My final point is that if the status quo is maintained and Mr. Sackton and his allies are successful, many American fishermen and processors will go out of business. Fishermen are the very beginning of the supply chain and are drowning in costs, as are U.S. processors. Many seafood producers have been caught with significant inventory trying to compete in the global seafood market (including with countries like Russia and China) while seafood prices have plummeted. In the next production cycle, I would venture most seafood processors and wholesalers will attempt to adjust the price paid to fishermen in an effort to secure their historical operational margins. But processors are caught in a box if operational costs are so high and markets so depressed that there are no margins. And if the ex-vessel price is reduced too far, fishermen can't afford to operate (and the processor will lose their supply). On the other hand, if they pay enough for fishermen to make a living, they may lose their business.
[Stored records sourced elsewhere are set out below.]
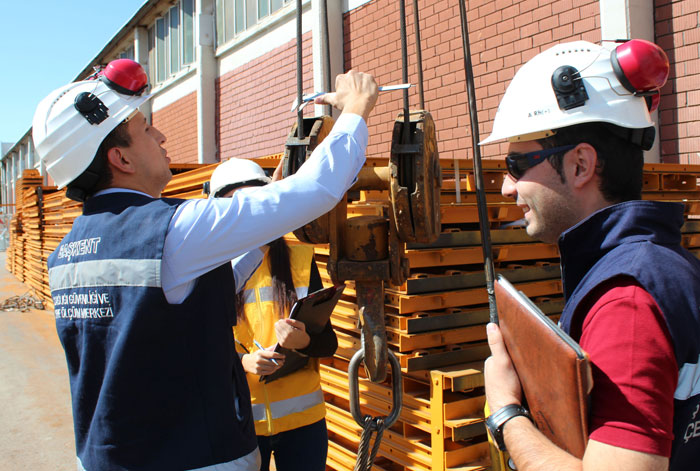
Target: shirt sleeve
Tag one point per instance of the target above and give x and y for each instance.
(634, 369)
(205, 234)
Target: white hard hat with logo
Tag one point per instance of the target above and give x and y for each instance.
(235, 173)
(70, 124)
(581, 82)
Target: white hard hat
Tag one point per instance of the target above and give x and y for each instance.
(581, 82)
(235, 173)
(71, 122)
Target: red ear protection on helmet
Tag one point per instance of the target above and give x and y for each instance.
(642, 68)
(125, 76)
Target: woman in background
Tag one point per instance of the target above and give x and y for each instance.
(290, 411)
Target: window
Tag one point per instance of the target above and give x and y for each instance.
(171, 41)
(128, 53)
(233, 17)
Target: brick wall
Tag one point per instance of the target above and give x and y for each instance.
(678, 32)
(503, 35)
(178, 121)
(254, 100)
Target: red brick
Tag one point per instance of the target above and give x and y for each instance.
(542, 13)
(548, 23)
(542, 38)
(684, 22)
(690, 6)
(562, 33)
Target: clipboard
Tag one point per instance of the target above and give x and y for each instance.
(554, 371)
(314, 311)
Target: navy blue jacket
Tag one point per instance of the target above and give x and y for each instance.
(641, 239)
(154, 386)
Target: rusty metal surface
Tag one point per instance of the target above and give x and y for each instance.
(366, 238)
(370, 302)
(415, 179)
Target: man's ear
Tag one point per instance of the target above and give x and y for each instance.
(583, 164)
(119, 160)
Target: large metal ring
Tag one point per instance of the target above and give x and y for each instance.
(354, 386)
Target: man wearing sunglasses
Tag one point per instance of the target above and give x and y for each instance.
(576, 118)
(142, 285)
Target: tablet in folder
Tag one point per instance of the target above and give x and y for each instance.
(314, 311)
(554, 371)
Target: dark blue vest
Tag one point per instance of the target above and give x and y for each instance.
(641, 239)
(155, 386)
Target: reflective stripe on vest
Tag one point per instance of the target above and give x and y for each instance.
(286, 407)
(249, 461)
(109, 272)
(688, 381)
(267, 295)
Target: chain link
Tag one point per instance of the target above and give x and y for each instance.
(364, 461)
(22, 303)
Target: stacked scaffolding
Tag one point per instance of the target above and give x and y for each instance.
(435, 320)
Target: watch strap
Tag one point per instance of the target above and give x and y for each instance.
(496, 421)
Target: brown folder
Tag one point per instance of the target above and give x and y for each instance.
(554, 371)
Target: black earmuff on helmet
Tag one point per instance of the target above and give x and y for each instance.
(91, 107)
(642, 68)
(568, 87)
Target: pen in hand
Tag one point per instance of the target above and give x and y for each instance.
(257, 344)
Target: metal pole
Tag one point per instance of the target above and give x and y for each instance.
(404, 72)
(325, 50)
(478, 174)
(419, 56)
(300, 81)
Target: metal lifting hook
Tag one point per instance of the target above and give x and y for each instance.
(370, 424)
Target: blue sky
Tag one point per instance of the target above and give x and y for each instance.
(45, 44)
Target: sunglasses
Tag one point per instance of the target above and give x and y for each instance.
(518, 164)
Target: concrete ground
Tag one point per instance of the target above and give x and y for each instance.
(36, 425)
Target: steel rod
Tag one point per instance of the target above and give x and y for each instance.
(478, 174)
(300, 81)
(325, 49)
(419, 55)
(404, 72)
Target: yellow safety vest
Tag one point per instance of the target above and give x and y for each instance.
(294, 400)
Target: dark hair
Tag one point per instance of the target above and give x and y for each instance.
(620, 163)
(283, 290)
(98, 175)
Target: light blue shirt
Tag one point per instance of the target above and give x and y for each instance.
(205, 233)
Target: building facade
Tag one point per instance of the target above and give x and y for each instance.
(224, 72)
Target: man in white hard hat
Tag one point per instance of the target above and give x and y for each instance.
(142, 286)
(577, 121)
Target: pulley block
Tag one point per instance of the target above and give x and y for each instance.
(415, 178)
(295, 154)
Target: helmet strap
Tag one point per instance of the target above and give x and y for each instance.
(642, 137)
(233, 186)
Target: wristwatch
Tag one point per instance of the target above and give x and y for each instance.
(496, 421)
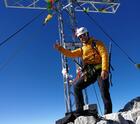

Fishermen also have little control over their operational costs fuel, equipment, nets, insurance, wages and supplies just keep costing more money. Fishermen have already absorbed, in part, lower ex-vessel prices due to increased processing costs for labor, freight and materials. Now, this year, inflation, contracted credit and the currency fluctuations are further ensnaring fishermen. Fishermen don't have anyone further down the supply chain to whom they can transfer some of their costs. Consequently, fishermen margins for most U.S. caught species are so thin that they may be non-existent. In summary, unfair competition from China/Russian seafood products entering the U.S. have pushed much of America's seafood industry to the brink of economic failure.

John Sackton predicts that import limitations on China and Russia seafood will reduce American consumer seafood consumption particularly for products like Alaska pollock. John's predictions may or may not come true. However, we do know without a shadow of a doubt on the docks here in Alaska that Chinese/Russia seafood imports are sinking our industry and that legislation to protect us from Russia and China will serve to stabilize prices and enable equitable, level playing field, competition.

Duncan Fields is a life-long Alaska fisherman and advocate for small boat fishermen and rural communities. He served 9 years on the North Pacific Fisheries Management Council, 7 years on the Advisory Panel to the Council and has served on the Alaska Seafood Marketing Institute as both a processor and a fisherman where he continues to champion Alaska seafood.